Brooks wrote:
First,
Shinseki was not the CJCS when he made that comment--he was the
former/retired CS of the Army (and one with an axe to grind regarding his
former superiors
Bull****.
"On February 25, Shinseki testified before the Senate Armed Services Committee.
Senator Levin asked him to "give us some idea as to the magnitude of the Army's
force requirement for an occupation of Iraq…" Any general officer —
especially one as political as Shinseki — would have corrected the question
before answering it, because the very premise of an extended "occupation" is
antithetical to President Bush's policy of liberation. (It also plays right
into the hands of opponents in Europe and the Middle East who claim that our
real objective is only to occupy Iraq and seize its oil.) Instead of correcting
Levin, Shinseki answered that "something on the order of several hundred
thousand soldiers" would be required.
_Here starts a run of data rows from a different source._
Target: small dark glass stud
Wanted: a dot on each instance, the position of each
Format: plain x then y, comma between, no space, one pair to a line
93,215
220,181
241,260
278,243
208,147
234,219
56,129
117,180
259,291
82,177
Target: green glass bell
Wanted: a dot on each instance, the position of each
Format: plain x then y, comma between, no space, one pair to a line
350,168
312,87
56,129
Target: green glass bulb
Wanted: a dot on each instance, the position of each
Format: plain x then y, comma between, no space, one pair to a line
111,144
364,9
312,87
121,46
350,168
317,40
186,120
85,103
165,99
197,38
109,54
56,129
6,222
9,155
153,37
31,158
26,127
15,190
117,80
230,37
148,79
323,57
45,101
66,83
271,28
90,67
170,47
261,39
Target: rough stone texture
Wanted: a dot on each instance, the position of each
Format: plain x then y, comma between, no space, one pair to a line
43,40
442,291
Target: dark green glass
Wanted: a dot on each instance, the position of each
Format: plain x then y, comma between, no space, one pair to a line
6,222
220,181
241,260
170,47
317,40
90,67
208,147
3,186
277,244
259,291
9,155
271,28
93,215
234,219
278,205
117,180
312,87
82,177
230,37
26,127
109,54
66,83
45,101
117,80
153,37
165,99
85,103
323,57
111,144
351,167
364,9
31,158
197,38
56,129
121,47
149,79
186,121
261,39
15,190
Rumsfeld and Wolfowitz were both angered
by the response, and the next day Wolfowitz issued a pointed statement noting
that Shinseki's estimate was "wildly off the mark." According to one report,
Wolfowitz went out of his way to repudiate Shinseki, adding that "Shinseki's
prediction came at a delicate time when the Bush administration is trying to
piece together a broad-based coalition to support an invasion of Iraq to topple
Saddam Hussein." And still Shinseki remains."